A model evaluation technique that divides data into multiple subsets, repeatedly training on some and testing on the remainder, to obtain a more reliable, unbiased estimate of model performance.
In Depth
Cross-validation solves a fundamental problem in model evaluation: if you evaluate a model on the same data used to train it, you get an optimistic, misleading picture of its real-world performance. The standard solution is to hold out a separate test set — but with limited data, dedicating a large portion to testing is expensive. Cross-validation uses all available data for both training and evaluation.
In k-fold cross-validation, the most common variant, the dataset is divided into k equal parts (folds). The model is trained k times — each time using k-1 folds for training and the remaining fold for evaluation. The k evaluation scores are averaged to produce a final performance estimate. With k=5 or k=10, this estimate is significantly more robust than a single train-test split, because every example is used for both training and testing across the k runs.

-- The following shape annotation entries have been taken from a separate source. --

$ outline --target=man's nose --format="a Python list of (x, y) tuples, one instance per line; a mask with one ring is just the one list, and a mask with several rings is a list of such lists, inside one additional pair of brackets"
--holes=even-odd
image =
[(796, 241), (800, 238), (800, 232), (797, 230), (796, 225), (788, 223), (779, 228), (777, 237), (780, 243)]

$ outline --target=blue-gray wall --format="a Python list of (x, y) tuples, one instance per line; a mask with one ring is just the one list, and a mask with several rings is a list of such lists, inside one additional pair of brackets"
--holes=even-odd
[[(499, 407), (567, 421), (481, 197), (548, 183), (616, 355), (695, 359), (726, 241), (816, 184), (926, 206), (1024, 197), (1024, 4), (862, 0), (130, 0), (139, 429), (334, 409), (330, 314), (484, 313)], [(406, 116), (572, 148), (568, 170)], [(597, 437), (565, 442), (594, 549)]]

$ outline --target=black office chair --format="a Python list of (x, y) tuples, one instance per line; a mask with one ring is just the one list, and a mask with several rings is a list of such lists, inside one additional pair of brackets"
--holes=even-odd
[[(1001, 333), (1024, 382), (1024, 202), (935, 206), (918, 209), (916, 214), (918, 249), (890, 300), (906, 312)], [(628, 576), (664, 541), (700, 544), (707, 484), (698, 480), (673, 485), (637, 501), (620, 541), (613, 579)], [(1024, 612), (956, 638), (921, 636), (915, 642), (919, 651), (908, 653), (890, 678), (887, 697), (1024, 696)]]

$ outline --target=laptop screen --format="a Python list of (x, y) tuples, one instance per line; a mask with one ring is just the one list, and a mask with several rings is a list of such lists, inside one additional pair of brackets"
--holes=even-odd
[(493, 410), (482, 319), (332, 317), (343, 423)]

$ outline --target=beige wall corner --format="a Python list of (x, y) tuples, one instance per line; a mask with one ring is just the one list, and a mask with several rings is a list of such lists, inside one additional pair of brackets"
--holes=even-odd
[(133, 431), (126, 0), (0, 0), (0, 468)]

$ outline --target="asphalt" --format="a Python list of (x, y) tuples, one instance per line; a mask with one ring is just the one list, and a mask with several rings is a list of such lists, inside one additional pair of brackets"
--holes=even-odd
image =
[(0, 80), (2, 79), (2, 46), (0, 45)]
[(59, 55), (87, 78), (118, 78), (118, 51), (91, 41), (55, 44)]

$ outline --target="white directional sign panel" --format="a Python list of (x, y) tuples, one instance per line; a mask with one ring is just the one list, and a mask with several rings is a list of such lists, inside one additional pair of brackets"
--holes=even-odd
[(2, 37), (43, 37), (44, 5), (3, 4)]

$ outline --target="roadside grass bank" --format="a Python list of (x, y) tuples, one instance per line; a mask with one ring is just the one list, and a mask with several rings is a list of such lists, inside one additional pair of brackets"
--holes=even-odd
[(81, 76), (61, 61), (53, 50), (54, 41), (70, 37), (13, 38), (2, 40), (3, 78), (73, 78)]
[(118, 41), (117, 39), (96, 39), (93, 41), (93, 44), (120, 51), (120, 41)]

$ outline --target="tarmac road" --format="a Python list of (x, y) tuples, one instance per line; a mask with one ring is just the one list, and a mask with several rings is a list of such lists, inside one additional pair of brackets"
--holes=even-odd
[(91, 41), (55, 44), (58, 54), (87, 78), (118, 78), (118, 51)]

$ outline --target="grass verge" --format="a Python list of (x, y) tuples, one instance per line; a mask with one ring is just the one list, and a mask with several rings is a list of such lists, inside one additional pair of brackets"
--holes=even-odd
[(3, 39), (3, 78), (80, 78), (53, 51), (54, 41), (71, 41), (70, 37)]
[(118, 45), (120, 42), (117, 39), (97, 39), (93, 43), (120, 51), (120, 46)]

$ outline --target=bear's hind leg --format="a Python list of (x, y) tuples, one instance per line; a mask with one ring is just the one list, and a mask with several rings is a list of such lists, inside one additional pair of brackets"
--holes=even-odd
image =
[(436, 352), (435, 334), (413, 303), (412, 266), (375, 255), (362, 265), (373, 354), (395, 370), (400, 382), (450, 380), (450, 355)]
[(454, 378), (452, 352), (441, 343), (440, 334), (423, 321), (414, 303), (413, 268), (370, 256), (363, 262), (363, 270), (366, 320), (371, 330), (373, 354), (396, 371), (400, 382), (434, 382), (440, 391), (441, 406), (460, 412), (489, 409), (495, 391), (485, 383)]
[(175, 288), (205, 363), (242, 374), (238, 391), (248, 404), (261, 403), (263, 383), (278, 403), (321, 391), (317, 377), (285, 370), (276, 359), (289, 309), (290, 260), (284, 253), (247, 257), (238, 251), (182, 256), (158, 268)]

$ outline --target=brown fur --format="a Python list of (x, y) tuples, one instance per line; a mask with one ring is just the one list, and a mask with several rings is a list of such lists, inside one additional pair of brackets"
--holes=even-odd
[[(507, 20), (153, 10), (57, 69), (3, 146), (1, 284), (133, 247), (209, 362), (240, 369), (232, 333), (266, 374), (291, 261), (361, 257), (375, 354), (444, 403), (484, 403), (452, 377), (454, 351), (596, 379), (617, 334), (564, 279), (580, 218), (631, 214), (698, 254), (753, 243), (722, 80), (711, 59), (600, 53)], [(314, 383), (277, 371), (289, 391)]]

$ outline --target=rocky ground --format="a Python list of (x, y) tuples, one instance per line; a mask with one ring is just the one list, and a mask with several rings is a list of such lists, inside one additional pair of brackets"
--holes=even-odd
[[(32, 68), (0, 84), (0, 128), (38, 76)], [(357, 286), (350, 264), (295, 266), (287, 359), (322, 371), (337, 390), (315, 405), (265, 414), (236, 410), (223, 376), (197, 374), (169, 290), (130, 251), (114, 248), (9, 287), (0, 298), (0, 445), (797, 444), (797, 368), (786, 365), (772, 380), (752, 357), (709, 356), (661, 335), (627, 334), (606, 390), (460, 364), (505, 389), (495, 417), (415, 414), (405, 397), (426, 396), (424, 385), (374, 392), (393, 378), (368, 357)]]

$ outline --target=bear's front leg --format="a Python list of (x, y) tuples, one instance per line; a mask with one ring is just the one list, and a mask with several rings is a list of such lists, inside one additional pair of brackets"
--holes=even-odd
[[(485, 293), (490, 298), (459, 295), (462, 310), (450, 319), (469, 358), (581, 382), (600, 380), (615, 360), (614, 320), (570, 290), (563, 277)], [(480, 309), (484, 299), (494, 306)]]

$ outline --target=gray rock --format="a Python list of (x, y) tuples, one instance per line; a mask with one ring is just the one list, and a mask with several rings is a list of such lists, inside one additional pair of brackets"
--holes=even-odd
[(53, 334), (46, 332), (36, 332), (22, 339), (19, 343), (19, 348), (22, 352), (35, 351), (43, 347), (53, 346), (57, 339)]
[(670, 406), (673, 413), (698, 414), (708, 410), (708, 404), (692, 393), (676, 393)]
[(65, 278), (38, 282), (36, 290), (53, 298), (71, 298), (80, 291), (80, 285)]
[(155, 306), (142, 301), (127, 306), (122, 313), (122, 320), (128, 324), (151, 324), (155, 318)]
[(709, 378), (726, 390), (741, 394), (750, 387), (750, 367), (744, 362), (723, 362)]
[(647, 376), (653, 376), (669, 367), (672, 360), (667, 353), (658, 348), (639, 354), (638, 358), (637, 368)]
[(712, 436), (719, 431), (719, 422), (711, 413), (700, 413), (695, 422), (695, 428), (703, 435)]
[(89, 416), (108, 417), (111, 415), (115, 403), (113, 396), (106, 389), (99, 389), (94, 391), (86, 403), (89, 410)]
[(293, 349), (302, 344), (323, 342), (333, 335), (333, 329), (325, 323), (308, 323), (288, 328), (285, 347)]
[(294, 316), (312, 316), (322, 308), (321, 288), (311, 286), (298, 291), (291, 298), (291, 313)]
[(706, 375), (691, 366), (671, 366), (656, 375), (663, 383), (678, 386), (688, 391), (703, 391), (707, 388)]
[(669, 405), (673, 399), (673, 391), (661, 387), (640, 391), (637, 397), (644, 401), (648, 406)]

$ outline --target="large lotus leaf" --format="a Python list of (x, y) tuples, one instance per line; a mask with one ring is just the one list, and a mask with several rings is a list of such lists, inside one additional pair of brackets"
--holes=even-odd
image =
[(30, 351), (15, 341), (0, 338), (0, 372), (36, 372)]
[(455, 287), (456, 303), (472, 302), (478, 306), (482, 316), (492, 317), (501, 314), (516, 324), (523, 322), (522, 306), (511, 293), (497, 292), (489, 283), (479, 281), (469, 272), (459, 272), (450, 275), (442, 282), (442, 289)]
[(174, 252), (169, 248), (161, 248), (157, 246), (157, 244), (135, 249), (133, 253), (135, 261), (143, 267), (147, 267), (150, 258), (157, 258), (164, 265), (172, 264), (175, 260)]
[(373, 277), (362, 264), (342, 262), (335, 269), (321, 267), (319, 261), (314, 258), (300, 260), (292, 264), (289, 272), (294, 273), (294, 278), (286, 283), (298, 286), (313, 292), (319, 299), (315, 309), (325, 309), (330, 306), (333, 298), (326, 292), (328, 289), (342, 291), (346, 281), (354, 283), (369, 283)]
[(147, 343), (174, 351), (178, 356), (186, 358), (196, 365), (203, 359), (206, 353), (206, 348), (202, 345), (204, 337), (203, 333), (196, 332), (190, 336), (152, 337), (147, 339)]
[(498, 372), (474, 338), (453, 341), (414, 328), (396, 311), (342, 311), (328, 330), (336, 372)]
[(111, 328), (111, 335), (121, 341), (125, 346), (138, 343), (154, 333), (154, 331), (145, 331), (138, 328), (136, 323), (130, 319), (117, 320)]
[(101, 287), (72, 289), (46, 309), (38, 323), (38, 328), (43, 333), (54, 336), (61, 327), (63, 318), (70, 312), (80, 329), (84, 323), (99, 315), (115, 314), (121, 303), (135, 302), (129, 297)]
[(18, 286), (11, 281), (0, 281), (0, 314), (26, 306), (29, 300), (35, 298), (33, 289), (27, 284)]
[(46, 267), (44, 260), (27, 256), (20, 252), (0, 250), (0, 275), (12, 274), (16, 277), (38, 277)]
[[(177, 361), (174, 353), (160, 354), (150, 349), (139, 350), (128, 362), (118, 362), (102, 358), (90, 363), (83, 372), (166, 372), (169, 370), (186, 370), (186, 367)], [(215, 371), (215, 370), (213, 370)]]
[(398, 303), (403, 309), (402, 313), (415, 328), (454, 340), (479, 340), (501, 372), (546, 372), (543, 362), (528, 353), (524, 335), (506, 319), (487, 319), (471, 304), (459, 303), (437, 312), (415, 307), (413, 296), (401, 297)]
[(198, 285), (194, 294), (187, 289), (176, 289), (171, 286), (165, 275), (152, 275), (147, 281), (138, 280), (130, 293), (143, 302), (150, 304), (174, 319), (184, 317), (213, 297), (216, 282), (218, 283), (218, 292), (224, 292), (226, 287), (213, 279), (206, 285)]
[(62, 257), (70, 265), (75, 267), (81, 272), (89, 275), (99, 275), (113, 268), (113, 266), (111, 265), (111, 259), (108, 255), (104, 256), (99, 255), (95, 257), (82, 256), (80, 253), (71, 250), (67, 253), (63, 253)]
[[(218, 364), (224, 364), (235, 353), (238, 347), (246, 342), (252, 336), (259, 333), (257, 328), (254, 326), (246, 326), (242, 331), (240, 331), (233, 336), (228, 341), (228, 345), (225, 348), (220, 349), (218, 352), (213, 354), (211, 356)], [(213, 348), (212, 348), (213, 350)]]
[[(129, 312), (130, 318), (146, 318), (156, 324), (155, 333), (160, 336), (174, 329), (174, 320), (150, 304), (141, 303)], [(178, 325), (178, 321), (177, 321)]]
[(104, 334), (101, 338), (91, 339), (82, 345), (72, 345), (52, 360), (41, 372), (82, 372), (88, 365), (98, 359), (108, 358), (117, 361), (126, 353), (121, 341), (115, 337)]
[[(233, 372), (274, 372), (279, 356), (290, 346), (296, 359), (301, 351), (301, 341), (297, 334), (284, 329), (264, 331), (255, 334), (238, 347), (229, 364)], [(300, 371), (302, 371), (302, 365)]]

Cross-validation is especially important for Hyperparameter Tuning. By evaluating each hyperparameter configuration on cross-validation folds rather than a single test set, practitioners avoid 'overfitting to the test set' — a subtle error where repeated evaluation on the same test data inflates apparent performance. Leave-one-out cross-validation (LOOCV), where each data point is the test set once, is the extreme case — unbiased but computationally expensive for large datasets.
Cross-validation is how you honestly evaluate a machine learning model — providing a realistic performance estimate by ensuring every data point contributes to both training and testing across multiple runs.